Go Through Your Pre-Competition Routine
Even if you rest and do nothing, you should go through your pre-competition routine. If you don’t have one, establish one. What you do the night before the competition can set you up for success. Pack your bag with all the gear you need. Gi, belt, rashguard, mouthguard, BJJ shorts, clothes to change into.
Then you want to prepare your food and fluids. Pack the foods you like to eat. Are you taking a sports drink or other supplements? Doing all this is part of your pre-competition routine.
Just because you are resting physically doesn’t mean you can’t do mental reps. Visualization is a powerful tool. For example, within-subjects that had their wrist in a cast for 4 weeks visualized doing 52 x 5 seconds maximal wrist extension contractions five times per week (visualized, not doing them as they were immobilized) drastically attenuated the loss in strength .
Another example is visualizing shooting free throws resulting in similar improvements in shooting successful free throws compared to the group who practiced them . While lying on the couch, visualize various techniques and sequences and what the opponent will do to defend them.
You can take it further and visualize your walk to the mats, weighing in, the sound and smell of the venue, and how you walk onto the mats.
What you do the day before a BJJ competition is down to personal preference. You will have to learn by trial and error. It’s best to make as many errors as possible during a training week versus before a competition to rule out any bad choices.
Primers are a great option to enhance power output but should only be done by experienced gym-goers. Otherwise, rest, perform your pre-competition routine and visualize your success.
1. Harrison, P. W., James, L. P., McGuigan, M. R., Jenkins, D. G., & Kelly, V. G. (2019).
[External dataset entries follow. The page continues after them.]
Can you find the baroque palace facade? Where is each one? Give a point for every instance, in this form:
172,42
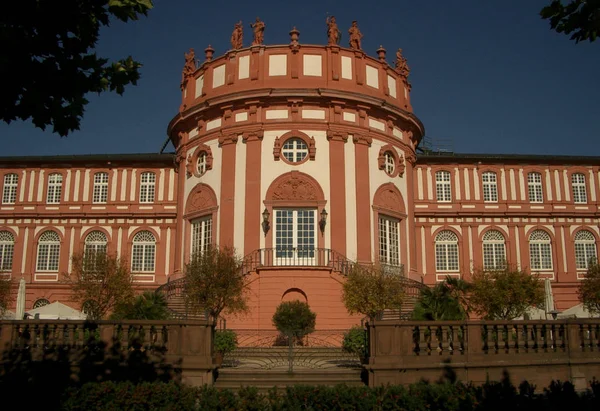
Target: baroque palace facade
302,158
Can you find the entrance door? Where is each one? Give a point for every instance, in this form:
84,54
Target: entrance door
295,236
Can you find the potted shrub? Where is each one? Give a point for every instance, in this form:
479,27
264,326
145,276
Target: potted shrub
355,342
225,342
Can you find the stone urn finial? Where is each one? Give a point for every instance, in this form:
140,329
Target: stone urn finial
381,53
209,51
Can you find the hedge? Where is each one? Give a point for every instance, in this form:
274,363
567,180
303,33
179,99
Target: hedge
417,397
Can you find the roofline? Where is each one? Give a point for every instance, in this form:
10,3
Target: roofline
504,158
166,159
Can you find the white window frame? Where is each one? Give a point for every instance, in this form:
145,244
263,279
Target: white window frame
578,188
143,253
585,249
443,186
48,252
7,251
9,191
147,187
100,195
447,257
490,187
534,187
294,150
494,250
54,188
389,240
290,224
201,234
540,251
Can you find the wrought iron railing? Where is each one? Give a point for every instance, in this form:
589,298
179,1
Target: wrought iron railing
297,257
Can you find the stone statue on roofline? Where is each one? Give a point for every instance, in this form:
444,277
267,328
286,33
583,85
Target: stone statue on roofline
333,33
189,67
237,37
355,36
259,32
402,65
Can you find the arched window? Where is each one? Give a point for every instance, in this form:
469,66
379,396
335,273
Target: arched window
534,185
147,187
585,249
490,187
446,251
143,253
494,250
294,150
540,250
48,252
40,303
54,188
9,192
7,248
578,186
95,242
100,188
443,190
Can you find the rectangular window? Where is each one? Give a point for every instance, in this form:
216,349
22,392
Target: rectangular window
578,184
54,188
443,189
534,184
9,192
295,236
201,234
147,185
389,241
490,187
100,188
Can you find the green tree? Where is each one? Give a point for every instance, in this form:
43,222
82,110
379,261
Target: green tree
442,302
579,18
505,294
146,306
5,295
101,282
215,282
589,289
369,290
49,62
294,319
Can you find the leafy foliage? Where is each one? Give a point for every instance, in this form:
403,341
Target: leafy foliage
225,341
100,281
442,302
505,294
442,396
294,319
589,289
355,341
579,17
215,282
5,294
147,306
370,289
48,55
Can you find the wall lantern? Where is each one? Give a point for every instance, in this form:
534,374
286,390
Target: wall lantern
266,225
323,220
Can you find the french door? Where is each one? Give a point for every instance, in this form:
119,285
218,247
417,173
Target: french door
295,236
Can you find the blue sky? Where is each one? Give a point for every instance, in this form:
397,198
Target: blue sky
487,76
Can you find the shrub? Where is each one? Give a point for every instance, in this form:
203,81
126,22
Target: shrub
225,341
355,341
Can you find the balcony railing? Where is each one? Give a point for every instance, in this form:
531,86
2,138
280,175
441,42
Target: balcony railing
297,257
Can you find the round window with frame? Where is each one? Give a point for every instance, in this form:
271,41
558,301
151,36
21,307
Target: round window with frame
294,150
201,165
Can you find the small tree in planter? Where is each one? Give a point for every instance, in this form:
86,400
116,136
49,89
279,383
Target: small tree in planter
225,342
294,319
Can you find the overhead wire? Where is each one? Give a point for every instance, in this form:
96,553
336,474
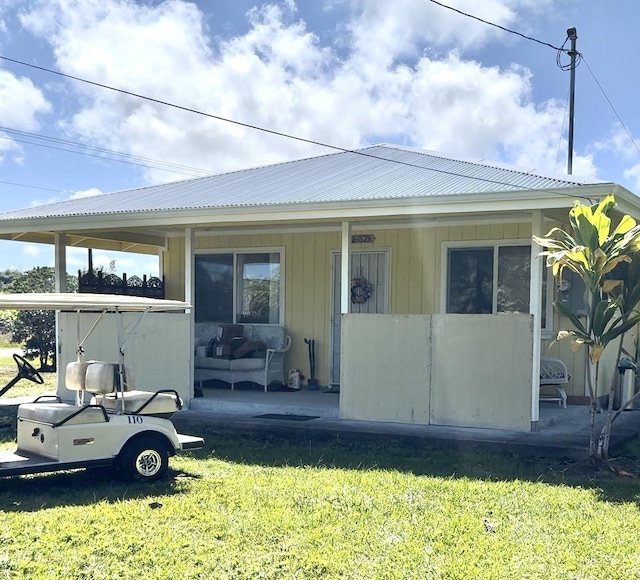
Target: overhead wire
612,107
272,131
503,28
125,157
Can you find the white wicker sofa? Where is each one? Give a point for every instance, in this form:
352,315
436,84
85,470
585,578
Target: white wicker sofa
263,367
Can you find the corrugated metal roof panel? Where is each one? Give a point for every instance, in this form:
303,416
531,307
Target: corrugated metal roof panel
374,173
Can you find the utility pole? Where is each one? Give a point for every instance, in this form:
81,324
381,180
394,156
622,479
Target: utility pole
572,34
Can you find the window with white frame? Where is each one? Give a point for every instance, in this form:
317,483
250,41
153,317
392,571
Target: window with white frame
239,287
488,279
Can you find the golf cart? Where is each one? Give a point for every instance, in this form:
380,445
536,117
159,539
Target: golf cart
110,424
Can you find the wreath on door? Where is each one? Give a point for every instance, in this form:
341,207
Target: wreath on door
360,290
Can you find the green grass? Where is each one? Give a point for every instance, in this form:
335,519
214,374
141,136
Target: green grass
8,370
265,508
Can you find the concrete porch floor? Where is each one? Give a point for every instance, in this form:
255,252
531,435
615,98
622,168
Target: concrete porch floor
560,432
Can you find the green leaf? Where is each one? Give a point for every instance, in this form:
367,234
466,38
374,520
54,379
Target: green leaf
564,311
612,333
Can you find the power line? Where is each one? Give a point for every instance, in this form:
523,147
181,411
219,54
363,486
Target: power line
272,131
32,186
612,107
150,163
531,38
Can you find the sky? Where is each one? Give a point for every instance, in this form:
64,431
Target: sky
346,73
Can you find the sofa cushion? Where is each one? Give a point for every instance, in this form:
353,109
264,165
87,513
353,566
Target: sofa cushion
273,335
250,348
246,364
208,362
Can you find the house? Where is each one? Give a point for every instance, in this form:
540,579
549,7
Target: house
438,248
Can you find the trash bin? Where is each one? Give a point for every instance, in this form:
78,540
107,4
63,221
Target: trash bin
627,369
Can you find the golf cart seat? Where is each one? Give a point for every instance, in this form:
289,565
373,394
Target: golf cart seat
59,413
102,379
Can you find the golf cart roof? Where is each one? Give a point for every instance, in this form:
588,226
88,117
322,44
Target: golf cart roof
87,301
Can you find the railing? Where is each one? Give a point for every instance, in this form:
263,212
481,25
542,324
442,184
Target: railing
100,283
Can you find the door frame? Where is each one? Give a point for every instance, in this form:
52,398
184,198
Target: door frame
335,295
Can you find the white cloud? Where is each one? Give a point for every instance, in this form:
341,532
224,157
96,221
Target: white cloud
20,104
279,76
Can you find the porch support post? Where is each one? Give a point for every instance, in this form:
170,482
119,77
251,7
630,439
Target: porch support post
188,266
535,308
345,268
60,285
189,296
60,262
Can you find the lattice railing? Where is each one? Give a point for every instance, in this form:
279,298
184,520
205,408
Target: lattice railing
100,283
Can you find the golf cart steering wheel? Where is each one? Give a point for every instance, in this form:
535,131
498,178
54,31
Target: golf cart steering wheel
26,371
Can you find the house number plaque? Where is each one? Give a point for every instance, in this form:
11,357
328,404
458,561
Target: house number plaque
363,239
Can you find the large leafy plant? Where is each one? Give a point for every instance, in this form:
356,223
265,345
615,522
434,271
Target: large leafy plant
605,256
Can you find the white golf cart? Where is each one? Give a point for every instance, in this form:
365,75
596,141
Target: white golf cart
110,424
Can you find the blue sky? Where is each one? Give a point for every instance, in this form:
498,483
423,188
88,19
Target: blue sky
343,72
Resistance priming to enhance neuromuscular performance in sport: evidence, potential mechanisms and directions for future research. Sports Medicine, 49(10), 1499-1514.
2. Clark, B. C., Mahato, N. K., Nakazawa, M., Law, T. D., & Thomas, J. S. (2014). The power of the mind: the cortex as a critical determinant of muscle strength/weakness. Journal of neurophysiology, 112(12), 3219-3226.
3. Grouios, G., Mousikou, K., Hatzinikolaou, K., Semoglou, K., & Kabitsis, C. (1997). The effect of a simulated mental practice technique on free throw shooting accuracy of highly skilled basketball players. Journal of Human Movement Studies, 33(3), 119-138.